Mirvetuximab soravtansine, a drug currently being trialled by ImmunoGen, has the potential to solve a major unmet medical need for patients with platinum-resistant ovarian cancer, according to research and consulting firm GlobalData.
As explored in the company’s latest ovarian cancer report, once a patient becomes resistant to platinum-based chemotherapy regimens, the efficacy and duration of response with current treatment options are highly limited and demonstrate modest activity at best.

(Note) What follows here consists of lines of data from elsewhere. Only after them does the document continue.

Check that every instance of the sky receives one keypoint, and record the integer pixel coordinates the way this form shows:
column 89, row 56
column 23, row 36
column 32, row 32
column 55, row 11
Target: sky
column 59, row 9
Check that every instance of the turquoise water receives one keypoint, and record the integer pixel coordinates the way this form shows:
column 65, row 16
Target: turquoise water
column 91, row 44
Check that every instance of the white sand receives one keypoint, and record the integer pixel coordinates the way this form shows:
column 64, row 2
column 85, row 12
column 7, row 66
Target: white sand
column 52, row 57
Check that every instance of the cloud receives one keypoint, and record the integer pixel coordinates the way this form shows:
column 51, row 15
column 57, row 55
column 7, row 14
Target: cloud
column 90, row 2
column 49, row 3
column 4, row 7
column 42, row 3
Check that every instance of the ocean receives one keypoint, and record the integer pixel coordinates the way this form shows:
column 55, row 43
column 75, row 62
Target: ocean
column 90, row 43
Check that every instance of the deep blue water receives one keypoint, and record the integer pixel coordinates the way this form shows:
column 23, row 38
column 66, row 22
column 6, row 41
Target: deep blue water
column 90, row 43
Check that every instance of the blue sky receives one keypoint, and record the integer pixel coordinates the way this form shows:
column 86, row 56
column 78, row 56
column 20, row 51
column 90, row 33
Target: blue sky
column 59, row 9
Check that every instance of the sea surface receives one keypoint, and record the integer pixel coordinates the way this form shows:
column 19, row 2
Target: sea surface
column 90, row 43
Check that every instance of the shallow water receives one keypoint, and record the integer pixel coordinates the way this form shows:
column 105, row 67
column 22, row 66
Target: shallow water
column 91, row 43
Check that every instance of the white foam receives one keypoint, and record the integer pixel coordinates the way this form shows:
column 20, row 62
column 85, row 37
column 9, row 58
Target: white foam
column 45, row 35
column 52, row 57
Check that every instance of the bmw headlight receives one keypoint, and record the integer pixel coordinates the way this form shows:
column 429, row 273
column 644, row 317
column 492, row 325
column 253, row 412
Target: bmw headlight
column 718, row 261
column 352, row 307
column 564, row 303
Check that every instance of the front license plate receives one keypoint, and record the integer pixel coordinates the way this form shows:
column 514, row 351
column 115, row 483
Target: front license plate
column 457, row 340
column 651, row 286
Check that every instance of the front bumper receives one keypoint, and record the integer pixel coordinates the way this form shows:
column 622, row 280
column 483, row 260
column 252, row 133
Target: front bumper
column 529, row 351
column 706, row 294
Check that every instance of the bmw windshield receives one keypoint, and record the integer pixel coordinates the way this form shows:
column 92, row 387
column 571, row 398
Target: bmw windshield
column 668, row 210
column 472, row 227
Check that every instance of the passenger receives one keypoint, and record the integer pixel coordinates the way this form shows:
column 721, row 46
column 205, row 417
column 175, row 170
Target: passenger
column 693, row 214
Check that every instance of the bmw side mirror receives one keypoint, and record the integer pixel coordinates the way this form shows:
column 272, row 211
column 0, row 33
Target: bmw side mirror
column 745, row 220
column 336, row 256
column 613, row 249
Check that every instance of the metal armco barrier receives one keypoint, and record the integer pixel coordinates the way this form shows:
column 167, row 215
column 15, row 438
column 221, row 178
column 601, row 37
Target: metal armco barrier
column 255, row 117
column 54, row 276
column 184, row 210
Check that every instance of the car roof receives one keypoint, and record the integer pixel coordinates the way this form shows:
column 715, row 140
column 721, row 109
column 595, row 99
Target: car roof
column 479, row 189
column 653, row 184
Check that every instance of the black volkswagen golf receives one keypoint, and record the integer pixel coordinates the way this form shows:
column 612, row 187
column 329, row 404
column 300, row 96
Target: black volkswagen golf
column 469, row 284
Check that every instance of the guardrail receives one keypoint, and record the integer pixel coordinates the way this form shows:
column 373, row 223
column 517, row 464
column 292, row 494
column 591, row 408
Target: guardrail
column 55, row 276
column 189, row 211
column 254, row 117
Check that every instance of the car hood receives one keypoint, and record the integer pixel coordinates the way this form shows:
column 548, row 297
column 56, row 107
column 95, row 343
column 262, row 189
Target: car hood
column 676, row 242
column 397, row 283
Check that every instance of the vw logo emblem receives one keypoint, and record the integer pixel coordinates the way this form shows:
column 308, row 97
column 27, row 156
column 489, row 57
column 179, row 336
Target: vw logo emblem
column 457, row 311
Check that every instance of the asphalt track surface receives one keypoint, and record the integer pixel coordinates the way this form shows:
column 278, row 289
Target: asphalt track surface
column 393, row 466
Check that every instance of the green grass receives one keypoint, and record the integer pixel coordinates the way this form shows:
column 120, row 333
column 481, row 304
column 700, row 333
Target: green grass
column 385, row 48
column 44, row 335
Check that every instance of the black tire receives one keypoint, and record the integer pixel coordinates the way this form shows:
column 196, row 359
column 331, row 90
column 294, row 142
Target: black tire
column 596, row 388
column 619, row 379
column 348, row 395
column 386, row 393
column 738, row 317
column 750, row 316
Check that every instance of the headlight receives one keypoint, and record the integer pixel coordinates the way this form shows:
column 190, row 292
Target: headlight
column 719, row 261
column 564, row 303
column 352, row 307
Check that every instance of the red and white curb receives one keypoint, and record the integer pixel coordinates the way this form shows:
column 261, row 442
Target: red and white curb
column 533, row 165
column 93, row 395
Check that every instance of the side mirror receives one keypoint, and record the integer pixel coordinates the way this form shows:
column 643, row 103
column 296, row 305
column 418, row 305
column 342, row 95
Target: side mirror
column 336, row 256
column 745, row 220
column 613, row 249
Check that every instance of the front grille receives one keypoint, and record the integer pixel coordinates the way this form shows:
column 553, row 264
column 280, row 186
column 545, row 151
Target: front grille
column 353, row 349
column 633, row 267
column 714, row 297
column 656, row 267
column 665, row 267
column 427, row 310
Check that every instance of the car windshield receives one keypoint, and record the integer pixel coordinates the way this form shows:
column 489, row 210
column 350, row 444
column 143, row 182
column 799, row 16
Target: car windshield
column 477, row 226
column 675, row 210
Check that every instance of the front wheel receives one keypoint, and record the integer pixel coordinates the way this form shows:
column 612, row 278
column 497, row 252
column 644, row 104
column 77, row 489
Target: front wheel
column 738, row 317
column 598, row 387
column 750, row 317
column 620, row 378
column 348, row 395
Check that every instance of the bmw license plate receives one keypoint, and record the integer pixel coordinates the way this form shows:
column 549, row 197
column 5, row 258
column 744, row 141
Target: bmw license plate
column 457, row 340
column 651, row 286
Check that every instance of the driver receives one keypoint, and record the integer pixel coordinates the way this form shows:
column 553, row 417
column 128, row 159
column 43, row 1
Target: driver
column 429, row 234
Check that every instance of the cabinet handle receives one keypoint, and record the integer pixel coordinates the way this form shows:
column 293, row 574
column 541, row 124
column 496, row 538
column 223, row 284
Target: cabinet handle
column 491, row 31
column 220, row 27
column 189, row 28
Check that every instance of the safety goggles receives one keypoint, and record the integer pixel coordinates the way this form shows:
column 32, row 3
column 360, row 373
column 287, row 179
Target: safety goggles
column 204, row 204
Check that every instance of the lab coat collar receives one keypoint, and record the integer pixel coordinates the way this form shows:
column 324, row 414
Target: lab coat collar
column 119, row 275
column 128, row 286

Earlier in 2017, ImmunoGen announced that the first patient was dosed in its pivotal Phase III study that investigates mirvetuximab soravtansine as a single agent treatment in platinum-resistant ovarian cancer, thereby positioning its novel antibody-drug conjugate well within the late-stage pipeline.
Marc C. Hansel, PhD, Senior Healthcare Analyst for GlobalData, explains: “Mirvetuximab soravtansine is an antibody-drug conjugate that selectively targets cells expressing folate receptor alpha (FRA) and delivers its cytotoxic payload, DM4, to kill cells. Unlike previous FRA antibodies, ImmunoGen’s asset doesn’t solely rely on a patient’s immune system to kill cancer cells.”
“This small detail is important, especially in heavily treated patients whose immune systems can be compromised because of previous drug treatments and their overall health status. Furthermore, the FRA pathway is not important for ovarian cancer cell survival, so even if it is blocked, the cancer still grows.”
ImmunoGen’s long-term growth prospects in the ovarian cancer space are bolstered by early stage investigations looking to improve single agent mirvetuximab soravtansine’s activity by combining it with Roche/Genentech’s approved ovarian cancer angiogenesis inhibitor, Avastin (bevacizumab); Merck’s immune checkpoint inhibitor, Keytruda (pembrolizumab); the first-line standard of care chemotherapy carboplatin; and pegylated liposomal doxorubicin.
These combinations are being investigated in the ongoing Phase Ib/II FORWARD II trial. Their anticipated increased efficacy compared with the single agent regimen and current standards of care could firmly entrench mirvetuximab soravtansine earlier in the treatment paradigm, especially if the combinations are well tolerated.
Hansel concludes: “ImmunoGen has a lot of work ahead, but the future is bright for its novel antibody-drug conjugate, which could simultaneously solve a major problem for platinum-resistant recurrent ovarian cancer patients and represent a major victory for the precision medicine movement.”